NURJATINEWS.COM – KARAWANG Bertempat di pondok pesantren Nurul Falah Al- Huda di desa Cengkong kecamatan Purwasari kabupaten Karawang Jawa Barat pada hari minggu tanggal 04 Januari 2026 telah dilaksanakan kegiatan milangkala yang ke 8 tahun,hadir dalam kegiatan tersebut para alim ulama, para kyai,H Asif,wakil ketua DPR RI Saan Mustofa,anggota DPRD Karawang H Erik Heryawan, tokoh agama, tokoh masyarakat serta para tamu undangan yang lainya.
KH.juhyar ,S.Pd.l.,MA dalam sambutanya menyampaikan Alhamdulillah pada hari ini kami di pondok pesantren Nurul Huda Al – Falah menggelar kegiatan perayaan milangkala yang ke 8 tahun,perayaan milangkala (ulang tahun) memiliki banyak manfaat penting, baik bagi institusi pesantren itu sendiri, para santri, maupun masyarakat luas.

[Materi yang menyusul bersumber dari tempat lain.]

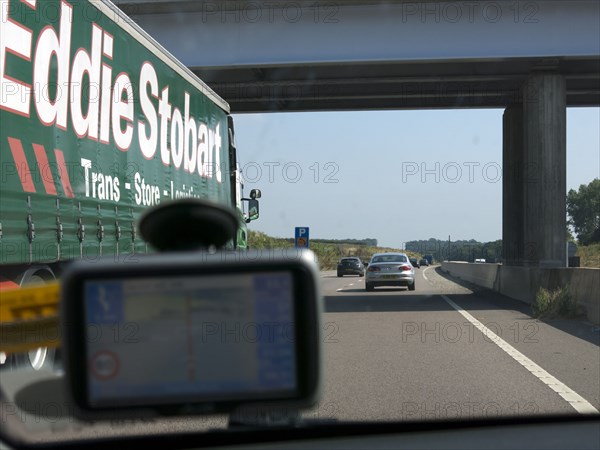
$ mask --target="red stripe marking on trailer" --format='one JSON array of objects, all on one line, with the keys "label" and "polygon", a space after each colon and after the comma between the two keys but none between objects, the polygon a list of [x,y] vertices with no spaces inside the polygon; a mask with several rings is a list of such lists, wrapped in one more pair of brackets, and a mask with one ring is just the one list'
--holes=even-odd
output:
[{"label": "red stripe marking on trailer", "polygon": [[32,144],[35,157],[38,162],[40,170],[40,176],[44,182],[44,188],[46,194],[56,195],[56,186],[54,185],[54,179],[52,178],[52,172],[50,171],[50,165],[48,164],[48,156],[46,156],[46,149],[43,145]]},{"label": "red stripe marking on trailer", "polygon": [[33,185],[33,179],[31,178],[31,171],[29,170],[29,164],[27,164],[27,158],[25,158],[25,152],[23,151],[23,145],[19,139],[8,138],[8,145],[10,151],[15,160],[15,167],[17,173],[21,179],[21,185],[25,192],[35,192],[35,186]]},{"label": "red stripe marking on trailer", "polygon": [[67,165],[65,164],[65,155],[58,149],[54,149],[54,154],[56,155],[56,163],[58,164],[60,173],[60,182],[62,183],[65,195],[69,198],[73,198],[75,197],[75,194],[73,193],[73,188],[71,188],[71,180],[69,180],[69,172],[67,172]]}]

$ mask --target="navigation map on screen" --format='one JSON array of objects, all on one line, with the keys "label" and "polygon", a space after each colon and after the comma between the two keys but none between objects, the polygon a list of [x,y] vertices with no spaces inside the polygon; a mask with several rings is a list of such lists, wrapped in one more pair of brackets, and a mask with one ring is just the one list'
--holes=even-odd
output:
[{"label": "navigation map on screen", "polygon": [[92,406],[297,389],[290,273],[92,280],[84,290]]}]

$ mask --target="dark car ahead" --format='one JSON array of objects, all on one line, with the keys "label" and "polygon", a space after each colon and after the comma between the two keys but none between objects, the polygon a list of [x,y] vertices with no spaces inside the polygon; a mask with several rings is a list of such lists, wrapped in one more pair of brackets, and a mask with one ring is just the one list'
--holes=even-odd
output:
[{"label": "dark car ahead", "polygon": [[421,265],[419,264],[419,260],[417,258],[408,258],[413,267],[419,268]]},{"label": "dark car ahead", "polygon": [[358,275],[362,277],[365,275],[365,266],[359,258],[342,258],[337,266],[337,276],[343,277],[344,275]]},{"label": "dark car ahead", "polygon": [[419,264],[421,266],[428,266],[429,265],[429,261],[427,261],[425,258],[423,258],[421,261],[419,261]]}]

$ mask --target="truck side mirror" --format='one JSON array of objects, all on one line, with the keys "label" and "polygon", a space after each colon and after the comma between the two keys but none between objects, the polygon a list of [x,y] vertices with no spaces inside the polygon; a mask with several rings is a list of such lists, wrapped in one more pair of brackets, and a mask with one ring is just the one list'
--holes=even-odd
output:
[{"label": "truck side mirror", "polygon": [[[254,200],[254,199],[256,199],[256,198],[260,198],[260,196],[261,196],[260,189],[252,189],[252,190],[250,191],[250,198],[251,198],[251,199],[253,199],[253,200]],[[258,203],[257,203],[257,206],[256,206],[256,207],[257,207],[257,209],[258,209]],[[258,216],[257,216],[257,218],[258,218]]]},{"label": "truck side mirror", "polygon": [[248,219],[246,220],[246,223],[258,219],[258,216],[258,200],[251,198],[248,200]]}]

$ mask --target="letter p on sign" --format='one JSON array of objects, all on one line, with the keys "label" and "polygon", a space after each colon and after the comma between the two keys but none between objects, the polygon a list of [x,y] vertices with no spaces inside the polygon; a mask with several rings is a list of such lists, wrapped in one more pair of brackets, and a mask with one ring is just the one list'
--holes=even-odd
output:
[{"label": "letter p on sign", "polygon": [[296,248],[309,247],[308,227],[296,227],[294,243]]}]

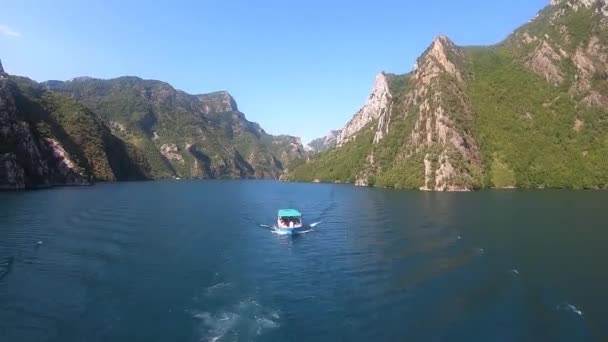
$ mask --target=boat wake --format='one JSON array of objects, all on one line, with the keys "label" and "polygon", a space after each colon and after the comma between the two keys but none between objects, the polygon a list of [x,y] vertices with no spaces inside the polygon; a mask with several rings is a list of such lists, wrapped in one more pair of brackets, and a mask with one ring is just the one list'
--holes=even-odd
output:
[{"label": "boat wake", "polygon": [[295,229],[292,232],[286,232],[284,230],[280,230],[279,227],[277,227],[277,226],[272,227],[272,232],[277,235],[302,235],[302,234],[310,233],[312,231],[314,231],[314,229],[312,229],[312,227],[310,227],[310,226],[304,226],[302,228]]},{"label": "boat wake", "polygon": [[563,303],[563,304],[558,305],[557,310],[571,312],[571,313],[574,313],[581,317],[583,316],[583,312],[581,310],[579,310],[576,306],[574,306],[570,303]]},{"label": "boat wake", "polygon": [[277,235],[302,235],[302,234],[307,234],[310,232],[314,232],[315,231],[315,227],[318,226],[319,224],[321,224],[321,222],[315,222],[312,224],[305,224],[302,228],[297,228],[295,230],[293,230],[292,232],[286,232],[283,230],[280,230],[278,226],[276,225],[272,225],[269,226],[267,224],[260,224],[260,227],[262,228],[267,228],[268,230],[270,230],[270,232],[277,234]]},{"label": "boat wake", "polygon": [[[237,289],[231,283],[218,283],[205,289],[203,302],[218,297],[234,298]],[[239,301],[228,301],[213,311],[190,311],[199,322],[201,341],[253,340],[264,332],[280,326],[279,312],[260,304],[251,297]],[[208,306],[208,305],[205,305]]]}]

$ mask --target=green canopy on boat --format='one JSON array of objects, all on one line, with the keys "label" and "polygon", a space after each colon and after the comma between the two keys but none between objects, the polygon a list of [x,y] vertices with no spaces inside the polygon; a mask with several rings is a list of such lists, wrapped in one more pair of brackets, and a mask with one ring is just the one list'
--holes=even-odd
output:
[{"label": "green canopy on boat", "polygon": [[300,212],[295,209],[279,210],[279,217],[300,217],[300,216],[302,216],[302,214],[300,214]]}]

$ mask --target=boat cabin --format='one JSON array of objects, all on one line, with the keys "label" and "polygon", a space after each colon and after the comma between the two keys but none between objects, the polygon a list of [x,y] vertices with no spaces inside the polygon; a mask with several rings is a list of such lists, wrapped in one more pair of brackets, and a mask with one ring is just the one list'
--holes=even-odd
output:
[{"label": "boat cabin", "polygon": [[302,227],[302,214],[295,209],[281,209],[279,210],[277,224],[279,228]]}]

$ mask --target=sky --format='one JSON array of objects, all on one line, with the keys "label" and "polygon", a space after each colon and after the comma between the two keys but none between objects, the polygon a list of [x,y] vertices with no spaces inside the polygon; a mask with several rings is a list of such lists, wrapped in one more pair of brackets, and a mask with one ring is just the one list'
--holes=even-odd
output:
[{"label": "sky", "polygon": [[5,0],[0,60],[36,81],[132,75],[227,90],[267,132],[308,142],[343,127],[378,72],[409,72],[434,37],[494,44],[548,3]]}]

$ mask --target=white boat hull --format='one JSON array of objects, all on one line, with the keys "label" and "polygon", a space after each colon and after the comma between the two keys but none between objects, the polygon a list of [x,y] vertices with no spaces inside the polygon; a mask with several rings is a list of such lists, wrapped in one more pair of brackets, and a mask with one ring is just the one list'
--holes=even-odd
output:
[{"label": "white boat hull", "polygon": [[297,226],[297,227],[293,227],[293,228],[278,227],[277,231],[279,232],[279,234],[290,235],[290,234],[297,234],[300,231],[300,228],[302,228],[302,226]]},{"label": "white boat hull", "polygon": [[293,226],[286,227],[282,225],[280,221],[277,221],[277,231],[281,234],[294,234],[298,232],[299,228],[302,228],[302,224],[294,224]]}]

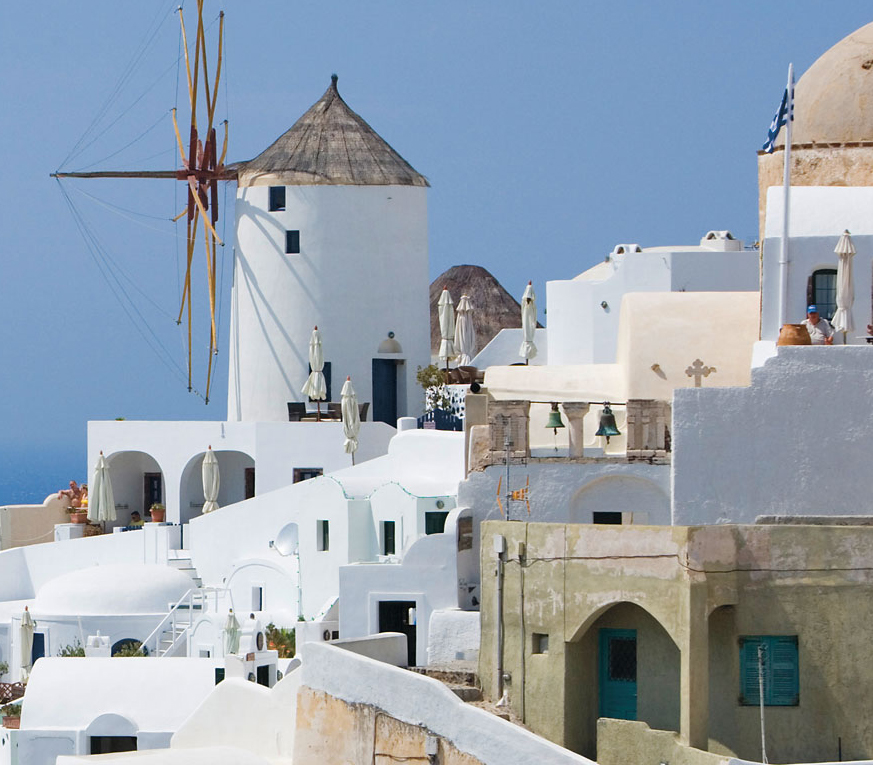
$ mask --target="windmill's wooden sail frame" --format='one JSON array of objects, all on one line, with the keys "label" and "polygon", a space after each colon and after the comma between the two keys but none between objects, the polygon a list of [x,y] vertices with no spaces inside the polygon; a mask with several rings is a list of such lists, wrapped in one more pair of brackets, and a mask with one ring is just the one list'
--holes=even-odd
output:
[{"label": "windmill's wooden sail frame", "polygon": [[[224,160],[227,156],[228,126],[224,121],[224,140],[221,146],[221,154],[218,154],[218,141],[215,130],[215,108],[218,102],[218,88],[221,81],[221,64],[224,40],[224,11],[219,14],[218,25],[218,51],[215,67],[215,79],[210,86],[208,64],[206,57],[206,31],[203,25],[203,4],[205,0],[197,0],[197,33],[194,39],[193,71],[192,56],[188,47],[188,38],[185,30],[185,19],[182,8],[179,8],[179,24],[182,31],[182,44],[185,52],[185,72],[188,80],[188,101],[191,109],[191,124],[187,147],[182,141],[182,134],[176,120],[176,110],[172,110],[173,129],[176,133],[176,142],[179,147],[179,155],[182,167],[179,170],[105,170],[94,172],[68,172],[52,173],[54,178],[175,178],[185,181],[188,186],[188,203],[174,220],[178,221],[187,216],[187,252],[185,281],[182,287],[182,302],[179,307],[177,324],[181,324],[183,318],[188,325],[188,390],[192,390],[192,266],[194,251],[197,247],[200,222],[203,222],[203,243],[206,252],[206,284],[209,296],[209,362],[206,373],[206,403],[209,403],[209,390],[212,383],[212,362],[218,352],[218,336],[215,323],[216,306],[216,270],[217,270],[217,247],[223,245],[221,237],[216,231],[219,218],[218,209],[218,182],[233,180],[236,173],[229,171]],[[201,78],[202,68],[202,78]],[[200,81],[203,83],[203,94],[206,101],[207,125],[204,135],[205,143],[201,140],[197,123],[198,92]],[[187,154],[186,154],[187,148]]]}]

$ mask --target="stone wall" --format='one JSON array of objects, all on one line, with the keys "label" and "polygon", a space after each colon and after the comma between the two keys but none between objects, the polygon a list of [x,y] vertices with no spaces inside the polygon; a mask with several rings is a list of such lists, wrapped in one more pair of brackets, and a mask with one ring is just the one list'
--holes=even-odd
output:
[{"label": "stone wall", "polygon": [[597,762],[600,765],[727,765],[730,758],[682,744],[675,733],[652,730],[644,722],[597,721]]},{"label": "stone wall", "polygon": [[[758,155],[758,231],[764,241],[767,189],[782,185],[782,147]],[[791,149],[792,186],[873,186],[873,145],[797,146]]]}]

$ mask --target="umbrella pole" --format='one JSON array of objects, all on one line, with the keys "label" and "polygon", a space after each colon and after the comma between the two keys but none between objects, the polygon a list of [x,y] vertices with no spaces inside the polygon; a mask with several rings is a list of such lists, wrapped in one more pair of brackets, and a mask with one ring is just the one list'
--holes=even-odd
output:
[{"label": "umbrella pole", "polygon": [[446,356],[446,385],[449,384],[449,357]]},{"label": "umbrella pole", "polygon": [[321,399],[315,401],[315,421],[321,422]]}]

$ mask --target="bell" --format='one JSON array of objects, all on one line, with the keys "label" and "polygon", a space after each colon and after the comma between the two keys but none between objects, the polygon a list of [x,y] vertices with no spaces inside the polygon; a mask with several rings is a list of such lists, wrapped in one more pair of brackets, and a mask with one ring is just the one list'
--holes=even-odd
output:
[{"label": "bell", "polygon": [[606,443],[609,443],[610,436],[620,436],[621,432],[615,426],[615,415],[607,401],[603,405],[603,411],[600,413],[600,427],[597,429],[595,436],[606,436]]},{"label": "bell", "polygon": [[547,428],[552,428],[555,431],[555,435],[557,435],[558,428],[563,428],[564,423],[561,420],[561,413],[558,411],[558,405],[552,404],[552,411],[549,412],[549,419],[546,422]]}]

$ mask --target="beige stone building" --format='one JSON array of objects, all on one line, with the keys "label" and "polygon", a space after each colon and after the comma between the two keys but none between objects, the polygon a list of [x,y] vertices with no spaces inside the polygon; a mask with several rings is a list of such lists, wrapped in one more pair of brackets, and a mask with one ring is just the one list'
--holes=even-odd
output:
[{"label": "beige stone building", "polygon": [[[499,696],[502,661],[540,735],[598,762],[663,752],[660,731],[671,761],[761,761],[762,646],[770,761],[873,756],[873,528],[488,522],[481,550],[480,680]],[[599,718],[657,730],[600,736],[607,751]]]}]

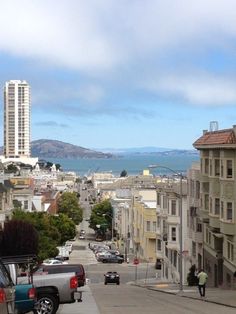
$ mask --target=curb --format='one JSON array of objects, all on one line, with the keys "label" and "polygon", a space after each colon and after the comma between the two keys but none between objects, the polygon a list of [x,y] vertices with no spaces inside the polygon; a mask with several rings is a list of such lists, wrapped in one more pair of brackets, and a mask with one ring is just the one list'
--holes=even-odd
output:
[{"label": "curb", "polygon": [[157,289],[157,288],[152,288],[150,286],[141,286],[141,285],[138,285],[138,284],[135,284],[135,283],[131,283],[131,285],[139,287],[139,288],[145,288],[145,289],[152,290],[152,291],[158,291],[158,292],[162,292],[162,293],[166,293],[166,294],[176,295],[176,296],[179,296],[179,297],[182,297],[182,298],[197,300],[197,301],[201,301],[201,302],[213,303],[213,304],[226,306],[226,307],[230,307],[230,308],[236,308],[236,305],[221,303],[221,302],[218,302],[218,301],[213,301],[213,300],[208,300],[208,299],[199,299],[197,297],[195,298],[195,297],[188,296],[188,295],[180,295],[179,293],[176,293],[176,292],[165,291],[165,290],[161,290],[161,289]]}]

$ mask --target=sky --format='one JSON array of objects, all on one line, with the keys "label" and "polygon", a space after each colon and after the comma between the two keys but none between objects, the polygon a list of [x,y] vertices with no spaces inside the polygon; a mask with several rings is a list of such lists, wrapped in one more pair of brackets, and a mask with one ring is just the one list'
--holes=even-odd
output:
[{"label": "sky", "polygon": [[192,149],[236,124],[235,0],[0,4],[0,85],[30,84],[32,140]]}]

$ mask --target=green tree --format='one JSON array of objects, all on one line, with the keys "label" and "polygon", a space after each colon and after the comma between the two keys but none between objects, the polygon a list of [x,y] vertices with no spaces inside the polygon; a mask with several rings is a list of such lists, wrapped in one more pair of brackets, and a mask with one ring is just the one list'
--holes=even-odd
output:
[{"label": "green tree", "polygon": [[67,215],[50,216],[50,223],[60,232],[61,245],[76,236],[76,225]]},{"label": "green tree", "polygon": [[52,166],[53,166],[53,163],[50,162],[50,161],[47,161],[47,163],[46,163],[46,165],[45,165],[45,168],[46,168],[46,169],[50,169]]},{"label": "green tree", "polygon": [[120,173],[120,177],[127,177],[128,173],[126,170],[122,170]]},{"label": "green tree", "polygon": [[60,165],[60,164],[56,164],[55,166],[56,166],[56,169],[57,169],[57,170],[58,170],[58,169],[59,169],[59,170],[61,169],[61,165]]},{"label": "green tree", "polygon": [[17,166],[13,165],[13,164],[8,165],[7,169],[6,169],[6,172],[8,172],[8,173],[17,173],[18,171],[19,171],[19,169],[17,168]]},{"label": "green tree", "polygon": [[22,210],[15,210],[13,219],[28,222],[38,232],[38,258],[43,260],[58,254],[56,248],[61,242],[59,230],[50,222],[50,215],[47,213],[29,213]]},{"label": "green tree", "polygon": [[58,201],[58,212],[66,214],[76,225],[83,220],[83,210],[79,206],[77,194],[75,192],[64,192]]},{"label": "green tree", "polygon": [[[89,227],[97,231],[102,230],[105,233],[106,229],[111,231],[112,228],[112,205],[109,200],[102,201],[96,204],[91,212]],[[100,226],[99,228],[97,226]]]}]

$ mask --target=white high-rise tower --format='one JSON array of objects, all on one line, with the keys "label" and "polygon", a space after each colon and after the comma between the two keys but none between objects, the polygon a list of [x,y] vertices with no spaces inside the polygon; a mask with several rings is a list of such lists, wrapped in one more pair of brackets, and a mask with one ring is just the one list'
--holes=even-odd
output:
[{"label": "white high-rise tower", "polygon": [[4,155],[30,157],[30,86],[11,80],[4,88]]}]

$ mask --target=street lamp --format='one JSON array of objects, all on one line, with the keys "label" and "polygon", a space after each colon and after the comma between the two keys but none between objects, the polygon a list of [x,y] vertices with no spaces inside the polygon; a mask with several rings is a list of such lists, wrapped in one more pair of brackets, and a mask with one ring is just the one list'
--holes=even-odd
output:
[{"label": "street lamp", "polygon": [[182,198],[183,198],[183,192],[182,192],[182,180],[183,180],[183,174],[182,172],[176,172],[175,170],[166,167],[166,166],[161,166],[161,165],[150,165],[148,166],[149,169],[153,169],[153,168],[164,168],[167,169],[171,172],[173,172],[174,174],[176,174],[179,178],[180,178],[180,191],[179,191],[179,218],[180,218],[180,224],[179,224],[179,250],[180,250],[180,271],[179,271],[179,290],[180,292],[183,291],[183,208],[182,208]]}]

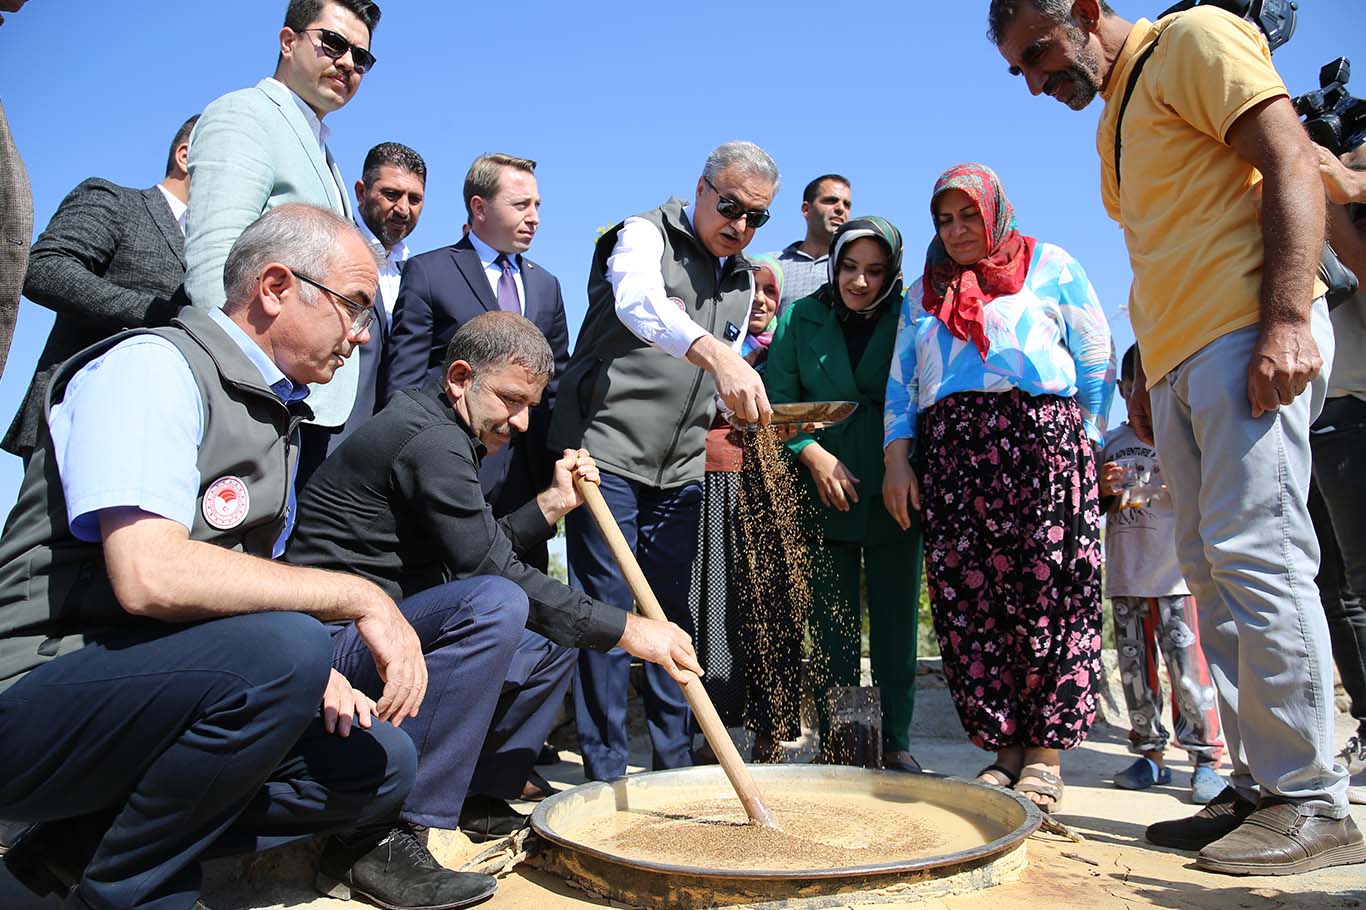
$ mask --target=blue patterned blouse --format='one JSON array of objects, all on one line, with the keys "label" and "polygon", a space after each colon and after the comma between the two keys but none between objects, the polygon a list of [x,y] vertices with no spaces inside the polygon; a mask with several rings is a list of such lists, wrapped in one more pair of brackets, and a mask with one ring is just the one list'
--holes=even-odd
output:
[{"label": "blue patterned blouse", "polygon": [[1037,243],[1024,287],[983,308],[991,350],[985,361],[921,306],[921,281],[906,291],[887,379],[883,445],[915,437],[917,415],[957,392],[1075,397],[1096,445],[1115,393],[1110,324],[1081,263]]}]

Momen ini sering kali menjadi ajang refleksi, rasa syukur, dan penguatan hubungan antar elemen yang terlibat,refleksi dan evaluasi diri,perayaan ini menjadi waktu untuk mengingat kembali sejarah berdirinya pesantren, perjuangan para pendiri, ulama, dan santri terdahulu,hal ini memupuk rasa hormat dan menghargai warisan yang telah ditinggalkan.
Milangkala menjadi momentum untuk meninjau kembali perjalanan pondok pesantren, mengevaluasi pencapaian yang telah diraih, serta mengidentifikasi tantangan dan area yang perlu ditingkatkan untuk masa depan yang lebih baik.
Acara ini menyatukan kembali seluruh warga pesantren, mulai dari santri aktif, alumni, guru/ustaz, hingga pengurus, dalam suasana kebersamaan dan kekeluargaan,milangkala sering kali melibatkan masyarakat sekitar melalui berbagai kegiatan (seperti bakti sosial atau pengajian umum), yang membantu menjalin dan mempererat hubungan baik antara pesantren dan lingkungan sekitarnya.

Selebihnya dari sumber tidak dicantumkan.